The US is supplying additional F-16s to Pakistan knowing that India will react negatively. It has overlooked India's concerns in the past about arming Pakistan and will do so in the future. It believes that it has important equities in Pakistan and its representatives are quite clear that the US will not downgrade its relations with Pakistan to levels that would satisfy India.
The US will calculate quite coldly that India has no option but to live with the American decision, as in the past.
This would be so even more today when our overall relationship with the US has greatly improved, with numerous government level dialogues, our bid for greater involvement of US companies in our growth ambitions and, most importantly, expanding defence ties.
That the US is emerging as India's major defence partner despite its arms relationship with Pakistan conveys that we can live with this source of vexation. The cost to us of a downturn in our ties with the US becomes higher as our relationship grows, which gives it, as the stronger partner, more space to pursue policies in our region that go against our interests.
Pakistan already possesses a large number of F-16s, and so the justification that it needs more for counterterrorism operations is disingenuous. The US has to find a plausible justification for a controversial step and enhancing capacity to combat terrorism serves as one.
Terrorism
It is ironic that a country most implicated in terrorism regionally, including against the US/ISF forces in Afghanistan, is supposedly receiving means to fight against terrorists that it itself incubated in the first place and who now target Pakistan principally, not the West.
A further irony in giving Pakistan additional means to fight terrorism is that the Taliban have stepped up vicious terrorist attacks in Afghanistan under Pakistan's watch, including against India by targeting its consulate in Jalalabad a few days ago.

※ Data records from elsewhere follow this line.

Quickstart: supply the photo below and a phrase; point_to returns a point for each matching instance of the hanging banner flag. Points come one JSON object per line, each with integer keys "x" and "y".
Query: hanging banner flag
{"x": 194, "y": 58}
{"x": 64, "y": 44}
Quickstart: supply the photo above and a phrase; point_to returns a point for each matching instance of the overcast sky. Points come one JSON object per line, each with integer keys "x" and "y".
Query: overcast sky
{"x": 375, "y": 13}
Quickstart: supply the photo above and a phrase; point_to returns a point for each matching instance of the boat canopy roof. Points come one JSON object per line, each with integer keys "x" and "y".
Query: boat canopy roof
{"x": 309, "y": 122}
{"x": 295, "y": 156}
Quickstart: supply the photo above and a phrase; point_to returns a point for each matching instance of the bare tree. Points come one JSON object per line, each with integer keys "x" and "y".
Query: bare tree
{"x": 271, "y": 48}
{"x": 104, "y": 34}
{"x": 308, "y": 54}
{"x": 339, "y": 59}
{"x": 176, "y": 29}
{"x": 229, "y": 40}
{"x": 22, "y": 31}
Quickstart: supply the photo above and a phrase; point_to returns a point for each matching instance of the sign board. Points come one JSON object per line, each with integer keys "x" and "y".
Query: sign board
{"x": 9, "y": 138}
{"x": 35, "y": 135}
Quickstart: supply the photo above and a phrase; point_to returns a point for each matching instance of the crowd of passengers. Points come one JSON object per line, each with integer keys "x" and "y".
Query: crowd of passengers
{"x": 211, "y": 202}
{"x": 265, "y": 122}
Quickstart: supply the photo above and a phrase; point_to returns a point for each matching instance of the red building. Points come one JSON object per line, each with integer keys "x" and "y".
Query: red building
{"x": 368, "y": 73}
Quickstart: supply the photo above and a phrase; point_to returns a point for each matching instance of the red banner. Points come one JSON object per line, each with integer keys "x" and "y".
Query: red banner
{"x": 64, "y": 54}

Pakistan's duplicity is patent in the admission in Washington last week by its de facto foreign minister - despite vigorous denials in the past - that the Taliban leaders are located on Pakistani soil. Now that Pakistan's links with the Taliban have become a diplomatic plus point instead of a liability, it can now admit to facts that it studiously hid earlier by claiming that Mullah Omar was never in Pakistan.
It also tried to make believe, contrary to facts that Mullah Mansour's anointment as his successor occurred on Afghanistan soil and not inside Pakistan. With the US, along with China, seeking Pakistan's assistance in the reconciliation process and thereby endorsing a role for it in the evolution of the political situation within Afghanistan - which Pakistan channelled in the worst possible directions in the past - it can now openly confess to its sins without embarrassment.
Disconnect
From India's point of view, the timing of the F-16 sale is wrong on many counts. Coming soon after the attack on our Pathankot airbase, it signals to Pakistan that its terrorist acts against India would not attract any serious rap on its knuckles by the US despite India and the US describing their mounting counterterrorism cooperation as a defining one.

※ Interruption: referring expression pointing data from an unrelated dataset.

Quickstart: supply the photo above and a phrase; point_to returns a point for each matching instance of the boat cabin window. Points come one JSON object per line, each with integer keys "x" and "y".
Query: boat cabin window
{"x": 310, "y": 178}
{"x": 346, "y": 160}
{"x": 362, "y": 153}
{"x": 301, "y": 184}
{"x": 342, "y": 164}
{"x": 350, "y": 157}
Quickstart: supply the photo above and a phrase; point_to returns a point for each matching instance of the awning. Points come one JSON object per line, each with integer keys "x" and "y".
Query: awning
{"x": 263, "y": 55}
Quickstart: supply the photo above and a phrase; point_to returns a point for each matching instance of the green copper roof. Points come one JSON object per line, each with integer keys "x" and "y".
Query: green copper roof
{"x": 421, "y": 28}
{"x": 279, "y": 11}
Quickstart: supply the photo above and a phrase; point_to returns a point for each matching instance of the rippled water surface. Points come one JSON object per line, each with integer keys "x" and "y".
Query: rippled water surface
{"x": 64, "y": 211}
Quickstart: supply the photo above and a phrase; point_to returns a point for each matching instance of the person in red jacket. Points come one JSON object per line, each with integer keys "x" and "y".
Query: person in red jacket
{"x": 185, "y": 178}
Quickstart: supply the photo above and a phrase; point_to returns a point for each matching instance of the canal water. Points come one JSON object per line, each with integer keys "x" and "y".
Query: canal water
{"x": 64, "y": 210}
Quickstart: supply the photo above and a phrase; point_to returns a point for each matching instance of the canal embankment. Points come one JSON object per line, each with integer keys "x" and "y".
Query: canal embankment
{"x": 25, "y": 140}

Just when Narendra Modi reopened the doors to a dialogue with Nawaz Sharif, which the Pakistani military wants to constrict, rewarding the latter with advanced weaponry contradicts the US' own push for an India-Pakistan dialogue.
The delivery of F-16s builds General Raheel Sharif's stature, not that of Nawaz Sharif, which means that the distortions in the Pakistani polity caused by the dominant role of the armed forces that are responsible for Pakistan's disruptive regional and nuclear polices, with the use of terrorism as an instrument of state policy, will continue.
The F-16 sale also highlights the disconnect between greater India-US strategic understanding in the Asia-Pacific and Indian Ocean regions and serious gaps in their respective strategic perspectives pertaining to the region to India's west.